I am hoping this is something I can specify in one of Apache's config files.
Here is an example of one of our many "virtual" generated pages:
<snip>
Sincerely,
Jeff Gold
[edited by: eelixduppy at 4:38 pm (utc) on Mar. 27, 2009]
[edit reason] no personal URLs, please [/edit]
There should be a simple rewrite that captures all relevant incoming URL requests, and simply feeds them to the script for processing - and not by invoking any error handling at this point. This is exactly what rewrites are designed for.
That cgi script should then send either:
- 200 OK, and the page content, or
- 404 Not Found, and the error page content, depending on whether there is real content to be sent or not.
That's a slightly different way of doing things.
Once you've sent '404 Not Found' it's too late to send something else instead - and a horrible bodge to try and force it to do that.
The magic is in how the control is passed to the script.
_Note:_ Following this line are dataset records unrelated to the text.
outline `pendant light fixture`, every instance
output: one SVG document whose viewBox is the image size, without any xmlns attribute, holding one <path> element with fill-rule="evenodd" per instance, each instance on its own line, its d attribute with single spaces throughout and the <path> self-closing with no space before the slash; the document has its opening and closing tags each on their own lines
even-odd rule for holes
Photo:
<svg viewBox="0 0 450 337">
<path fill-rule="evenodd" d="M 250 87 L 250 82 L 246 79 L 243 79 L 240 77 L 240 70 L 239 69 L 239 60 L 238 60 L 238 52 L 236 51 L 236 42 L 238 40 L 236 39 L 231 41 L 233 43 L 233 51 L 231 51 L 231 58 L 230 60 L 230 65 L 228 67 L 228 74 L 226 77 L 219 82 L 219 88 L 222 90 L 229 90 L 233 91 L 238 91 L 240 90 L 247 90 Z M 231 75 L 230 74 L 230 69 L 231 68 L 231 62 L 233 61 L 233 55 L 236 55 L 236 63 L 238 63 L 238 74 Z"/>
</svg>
It is the rewrite that makes it all possible.
FastCgiExternalServer /Library/Tenon/WebServer/WebSites/.*(?<!\.(?:txt¦ico¦jpg¦gif¦htm))$ -re -host localhost:9008 -pass-header Authorization
I'm not sure what you mean by a "simpe rewrite", so please explain, what can we change, and in what configuration file, so that every single request coming to the Apache server (other than image or txt files) gets treated as 200 OK and gets passed to our CGI?
There are NO pages at all we want to treat as errors. Everything should be passed as 200 OK to our CGI, regardless of what page is requested. Thank you.
Best wishes,
- Jeff
At the point of the rewrite, no status code is sent out. You're simply passing control to the script without returning anything to the browser.
Only after the script has decided whether there is content to be returned for this request or not, should the 200 OK or 404 Not Found status be actually sent - by the script.
I don't use CGI, so I'm not 100% sure how you hook the two things together. There's certainly plenty of examples in this forum, of how you do it with PHP. Perhaps jd can say whether it is similar to that.
Given this mindset, is there a simple way to...
Replace a string within an Apache CONFIG file somewhere, or within some sort of data fork of the Apache program, so that the string "404 Not Found" never comes up, even for error pages, and instead, only the string "200 OK" comes up?
The '404' status code needs to be forced when for the URL that was requested, the script does not have any valid content to be returned.
.
This is different to your current arrangement, in one key way. Your current version returns the '404' status code to the browser before the script even gets to run, and that is not at all good.